Es ist vergleichbar mit einem Wasserrohr, das an einer Stelle abgedichtet wird – die Flüssigkeit fließt dann durch einen anderen Hahn. Sanktionen blockieren bestimmte Kanäle, öffnen aber andere, besonders wenn ein Käufer bereit ist, auf westlichen Druck zu ignorieren.
So hat sich die Lieferstruktur verändert:
- Vor den Sanktionen (Winter): ca. 2 Auslieferungen pro Monat, hauptsächlich nach Europa.
- Nach den Sanktionen (seit März 2025): 1 Auslieferung pro Monat nach Kaliningrad + 2 bestätigte Lieferungen nach China.
China agiert hier nicht nur als Kunde, sondern als geopolitischer Partner, der Russland hilft, Zugang zum Weltmarkt zu behalten.
Was ist LNG – und warum ist es wichtig?
LNG ist Erdgas, das auf -162°C gekühlt wird, um es flüssig zu machen. In dieser Form kann es per Tanker über Ozeane transportiert werden – nicht nur über Rohrleitungen. Damit wird Erdgas zu einem mobilen Gut, vergleichbar mit Öl.
Für Länder ohne eigene Vorkommen ist LNG lebenswichtig. Für Exporteure wie Russland ist es ein Mittel, Einkünfte zu generieren, selbst wenn die Pipeline-Nachfrage in Europa fast eingestellt ist.
Was bedeutet das für die globale Wirtschaft?
Russland passt sich an. Es verliert den europäischen Markt, baut aber enge Verbindungen mit Asien aus. Dies beschleunigt die Umgestaltung globaler Energieflüsse: Statt von Osten nach Westen (Russland → Europa) fließt der Gasstrom nun von Norden nach Süden (Arktis → China).
Solche Verschiebungen beeinflussen Preise, Schifffahrtsrouten, Investitionen in Infrastruktur und sogar Klimaverpflichtungen – denn die Transportierung von LNG benötigt mehr Energie und führt zu höheren Emissionen als der Pipeline-Transport.
Wichtige Punkte
- Sanktionen stoppen den Export nicht: Trotz Einschränkungen lieferte Gazprom mindestens zweimal LNG nach China ab Januar 2025.
- China ist Schlüsselpartner: Es nimmt Gas von sanktionsbelasteten russischen Anlagen wie Portovaya und Arctic LNG-2 entgegen.
- Routen haben sich verändert: Statt Europa fließt der Gasstrom nun nach Asien – was die globale Energielandschaft neu definiert.
- LNG ist flexibel: Im Gegensatz zu Pipelines lässt sich LNG überallhin schicken, solange ein Käufer da ist.
- Wirtschaftliche Überlebensfähigkeit: Die Erlöse aus LNG helfen Russland, seinen Haushalt auch unter Sanktionen aufrechtzuerhalten.
Was bedeutet das für gewöhnliche Menschen?

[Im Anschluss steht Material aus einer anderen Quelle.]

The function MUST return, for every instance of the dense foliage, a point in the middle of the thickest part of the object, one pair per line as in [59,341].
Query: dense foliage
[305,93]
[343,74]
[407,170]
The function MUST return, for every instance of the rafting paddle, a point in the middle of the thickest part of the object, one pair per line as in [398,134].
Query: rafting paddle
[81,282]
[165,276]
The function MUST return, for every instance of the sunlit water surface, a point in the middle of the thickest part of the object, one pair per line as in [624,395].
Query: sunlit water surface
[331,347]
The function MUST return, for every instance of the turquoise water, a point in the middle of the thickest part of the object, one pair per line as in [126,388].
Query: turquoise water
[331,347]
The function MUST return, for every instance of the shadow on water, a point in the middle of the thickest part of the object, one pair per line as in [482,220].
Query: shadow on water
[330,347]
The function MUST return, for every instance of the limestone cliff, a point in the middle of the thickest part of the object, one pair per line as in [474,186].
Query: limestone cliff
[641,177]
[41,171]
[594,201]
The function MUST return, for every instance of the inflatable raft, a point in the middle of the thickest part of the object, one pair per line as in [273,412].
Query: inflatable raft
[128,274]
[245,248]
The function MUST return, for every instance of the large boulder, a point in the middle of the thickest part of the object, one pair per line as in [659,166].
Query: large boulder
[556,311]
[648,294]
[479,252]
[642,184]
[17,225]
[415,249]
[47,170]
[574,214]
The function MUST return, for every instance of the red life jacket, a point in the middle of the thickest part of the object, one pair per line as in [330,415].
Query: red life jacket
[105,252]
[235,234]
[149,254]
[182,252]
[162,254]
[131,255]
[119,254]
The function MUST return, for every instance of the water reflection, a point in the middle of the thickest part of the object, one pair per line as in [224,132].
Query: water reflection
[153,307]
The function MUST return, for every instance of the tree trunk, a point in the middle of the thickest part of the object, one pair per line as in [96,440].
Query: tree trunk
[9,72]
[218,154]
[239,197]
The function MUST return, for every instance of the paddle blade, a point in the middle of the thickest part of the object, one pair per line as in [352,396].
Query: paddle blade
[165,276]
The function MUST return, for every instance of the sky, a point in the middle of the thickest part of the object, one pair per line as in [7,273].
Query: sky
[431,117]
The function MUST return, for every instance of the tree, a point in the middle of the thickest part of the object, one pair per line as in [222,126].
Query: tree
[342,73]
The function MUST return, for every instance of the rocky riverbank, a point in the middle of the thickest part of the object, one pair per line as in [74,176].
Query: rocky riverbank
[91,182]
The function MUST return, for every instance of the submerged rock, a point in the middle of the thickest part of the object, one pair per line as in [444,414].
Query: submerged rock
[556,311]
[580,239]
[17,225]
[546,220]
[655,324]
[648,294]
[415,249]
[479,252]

Wenn Russland weiterhin mit Energieträgern Geld verdient, verlängert sich seine wirtschaftliche Stabilität – und möglicherweise auch Konflikte, die mit seiner Außenpolitik verbunden sind. Zudem könnte die Umverteilung von Gasströmen die Energiepreise in Asien beeinflussen – und sogar in Europa, wo der Mangel an russischem Gas noch spürbar ist. Schließlich zeigen solche Deals: In der Welt gibt es immer weniger gemeinsame Regeln – Länder entscheiden selbst, welche Sanktionen sie befolgen und welche sie ignorieren.